Stephanie Laulhe-Shaelou

Brussels, Belgium. Cypriot lawyer Stephanie Laulhe-Shaelou was appointed on Friday as one of the 11 advocates-general at the European Court of Justice, replacing Nicholas Emiliou. She will serve until October 6 next year, completing the remainder of Emiliou’s term.


Laulhe-Shaelou appointment

Emiliou had originally been appointed to the post for a six-year term in October 2021. He left the role in January after being elected as a judge at the European Court of Human Rights, where he will serve a nine-year term expiring in 2035.

Laulhe-Shaelou is the head of the law school at the University of Central Lancashire’s Cyprus campus and is also an invited rule of law expert at the United Nations institute for training and research.

Koen Lenaerts reappointment

The European Council also announced on Friday that European Court of Justice president Koen Lenaerts of Belgium will be reappointed as an ECJ judge for another six-year term. The new term will begin in October next year and run until October 2033.

Lenaerts has served on the ECJ since 2003. He was vice president of the court from 2012 to 2015 before becoming president in 2015, a position he has held since then.

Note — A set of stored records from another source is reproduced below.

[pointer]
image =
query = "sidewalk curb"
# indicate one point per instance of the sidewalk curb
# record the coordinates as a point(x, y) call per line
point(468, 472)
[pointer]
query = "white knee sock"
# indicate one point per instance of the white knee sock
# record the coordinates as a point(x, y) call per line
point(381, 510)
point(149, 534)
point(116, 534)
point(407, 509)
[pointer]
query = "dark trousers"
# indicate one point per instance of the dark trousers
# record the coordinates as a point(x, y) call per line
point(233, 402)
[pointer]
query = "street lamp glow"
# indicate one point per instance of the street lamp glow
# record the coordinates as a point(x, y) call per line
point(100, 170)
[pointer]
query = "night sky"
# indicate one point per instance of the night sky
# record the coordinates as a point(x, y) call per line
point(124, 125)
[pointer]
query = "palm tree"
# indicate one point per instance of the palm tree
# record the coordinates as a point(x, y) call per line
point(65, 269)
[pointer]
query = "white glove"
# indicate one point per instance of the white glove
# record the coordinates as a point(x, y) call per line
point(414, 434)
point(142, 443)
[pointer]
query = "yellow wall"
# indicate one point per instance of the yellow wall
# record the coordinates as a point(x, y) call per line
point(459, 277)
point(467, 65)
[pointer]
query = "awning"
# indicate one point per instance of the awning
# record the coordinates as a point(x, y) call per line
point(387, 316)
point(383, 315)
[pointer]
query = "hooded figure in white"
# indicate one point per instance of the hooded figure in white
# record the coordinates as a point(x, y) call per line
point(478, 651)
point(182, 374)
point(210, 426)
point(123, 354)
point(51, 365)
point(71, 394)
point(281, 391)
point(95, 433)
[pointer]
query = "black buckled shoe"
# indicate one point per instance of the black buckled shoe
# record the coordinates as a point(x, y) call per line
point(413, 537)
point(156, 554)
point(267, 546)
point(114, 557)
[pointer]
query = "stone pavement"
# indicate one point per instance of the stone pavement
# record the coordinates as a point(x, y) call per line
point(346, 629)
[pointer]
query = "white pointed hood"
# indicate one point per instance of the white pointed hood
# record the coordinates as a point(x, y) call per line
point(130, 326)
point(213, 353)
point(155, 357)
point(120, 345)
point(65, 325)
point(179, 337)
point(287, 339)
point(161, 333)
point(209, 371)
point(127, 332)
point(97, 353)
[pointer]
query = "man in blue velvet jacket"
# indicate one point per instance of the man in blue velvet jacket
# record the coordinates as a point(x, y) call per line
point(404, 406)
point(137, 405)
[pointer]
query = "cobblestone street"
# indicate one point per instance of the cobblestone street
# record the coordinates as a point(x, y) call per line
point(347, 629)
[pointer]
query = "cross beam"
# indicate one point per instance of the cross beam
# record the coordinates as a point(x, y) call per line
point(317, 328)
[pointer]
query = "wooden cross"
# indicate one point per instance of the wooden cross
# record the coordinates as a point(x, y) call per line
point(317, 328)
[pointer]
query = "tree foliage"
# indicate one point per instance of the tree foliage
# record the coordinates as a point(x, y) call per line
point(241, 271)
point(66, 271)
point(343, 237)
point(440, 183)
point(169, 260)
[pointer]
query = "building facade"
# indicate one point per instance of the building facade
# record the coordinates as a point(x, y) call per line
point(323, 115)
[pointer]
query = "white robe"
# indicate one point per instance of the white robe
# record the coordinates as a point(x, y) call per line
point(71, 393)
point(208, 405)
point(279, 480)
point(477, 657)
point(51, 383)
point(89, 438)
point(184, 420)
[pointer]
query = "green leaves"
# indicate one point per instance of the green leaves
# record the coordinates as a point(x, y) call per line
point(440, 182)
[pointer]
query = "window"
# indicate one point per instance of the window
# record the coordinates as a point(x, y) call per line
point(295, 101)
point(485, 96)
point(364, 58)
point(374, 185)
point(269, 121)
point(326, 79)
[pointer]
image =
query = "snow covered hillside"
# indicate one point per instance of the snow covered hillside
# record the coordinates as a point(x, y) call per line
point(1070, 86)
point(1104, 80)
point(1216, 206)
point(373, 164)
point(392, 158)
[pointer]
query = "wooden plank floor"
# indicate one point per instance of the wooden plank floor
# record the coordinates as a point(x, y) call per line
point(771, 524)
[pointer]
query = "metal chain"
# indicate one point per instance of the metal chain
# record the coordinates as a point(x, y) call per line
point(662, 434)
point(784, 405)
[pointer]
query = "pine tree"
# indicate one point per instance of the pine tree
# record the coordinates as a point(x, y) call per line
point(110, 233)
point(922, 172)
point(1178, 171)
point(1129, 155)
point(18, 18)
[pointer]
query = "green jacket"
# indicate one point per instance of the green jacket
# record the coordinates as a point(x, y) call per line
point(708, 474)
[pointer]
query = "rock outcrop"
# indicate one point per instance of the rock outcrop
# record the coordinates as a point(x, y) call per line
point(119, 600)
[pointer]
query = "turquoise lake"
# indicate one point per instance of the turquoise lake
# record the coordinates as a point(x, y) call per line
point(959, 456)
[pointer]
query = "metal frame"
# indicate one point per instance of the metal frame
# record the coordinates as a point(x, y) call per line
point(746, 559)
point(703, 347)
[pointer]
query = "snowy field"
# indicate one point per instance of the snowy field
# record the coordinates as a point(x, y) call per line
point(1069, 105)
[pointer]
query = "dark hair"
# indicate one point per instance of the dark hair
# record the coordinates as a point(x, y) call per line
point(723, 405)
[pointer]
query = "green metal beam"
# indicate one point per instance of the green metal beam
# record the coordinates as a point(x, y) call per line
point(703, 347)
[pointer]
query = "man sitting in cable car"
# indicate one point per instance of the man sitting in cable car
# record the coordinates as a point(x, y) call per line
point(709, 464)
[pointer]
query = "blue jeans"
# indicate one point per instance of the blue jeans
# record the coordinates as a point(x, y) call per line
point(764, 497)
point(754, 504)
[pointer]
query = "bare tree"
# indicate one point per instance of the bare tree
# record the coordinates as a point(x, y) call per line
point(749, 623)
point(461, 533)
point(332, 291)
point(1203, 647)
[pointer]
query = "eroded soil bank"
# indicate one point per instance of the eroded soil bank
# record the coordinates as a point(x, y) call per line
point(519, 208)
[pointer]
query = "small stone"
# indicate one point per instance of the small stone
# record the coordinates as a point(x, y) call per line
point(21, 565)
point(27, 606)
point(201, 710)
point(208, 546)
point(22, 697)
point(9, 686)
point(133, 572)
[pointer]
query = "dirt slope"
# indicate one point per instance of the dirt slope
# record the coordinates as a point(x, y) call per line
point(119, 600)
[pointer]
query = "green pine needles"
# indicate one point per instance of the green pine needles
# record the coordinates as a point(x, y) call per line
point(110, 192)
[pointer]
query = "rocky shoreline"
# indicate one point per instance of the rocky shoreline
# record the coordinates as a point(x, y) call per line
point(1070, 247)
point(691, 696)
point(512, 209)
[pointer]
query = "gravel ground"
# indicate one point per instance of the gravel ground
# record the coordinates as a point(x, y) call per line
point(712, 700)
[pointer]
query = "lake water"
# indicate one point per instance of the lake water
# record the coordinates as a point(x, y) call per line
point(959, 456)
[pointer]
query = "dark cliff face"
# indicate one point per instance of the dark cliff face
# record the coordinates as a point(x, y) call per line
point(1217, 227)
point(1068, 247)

Reference to former ECJ president Vasilios Skouris

Lenaerts succeeded Vasilios Skouris as president of the ECJ. Skouris was recently named by the Cypriot government as one of five criminal investigators appointed to examine the findings of the anti-corruption authority’s probe into the book, Mafia State.

The book concluded, among other things, that former Cypriot president Nicos Anastasiades may be criminally liable for abuse of power.

Skouris had also become well known in Cyprus during his term as president of the ECJ over a land case involving a plot he bought near the Kyrenia district village of Lapithos in 2002, where a villa was built.

When the first crossing points between the island’s two sides opened in 2003, the land’s pre-1974 owner, Meletios Apostolides, discovered that a villa had been built on his land and took the case to the Republic of Cyprus’ Nicosia district court.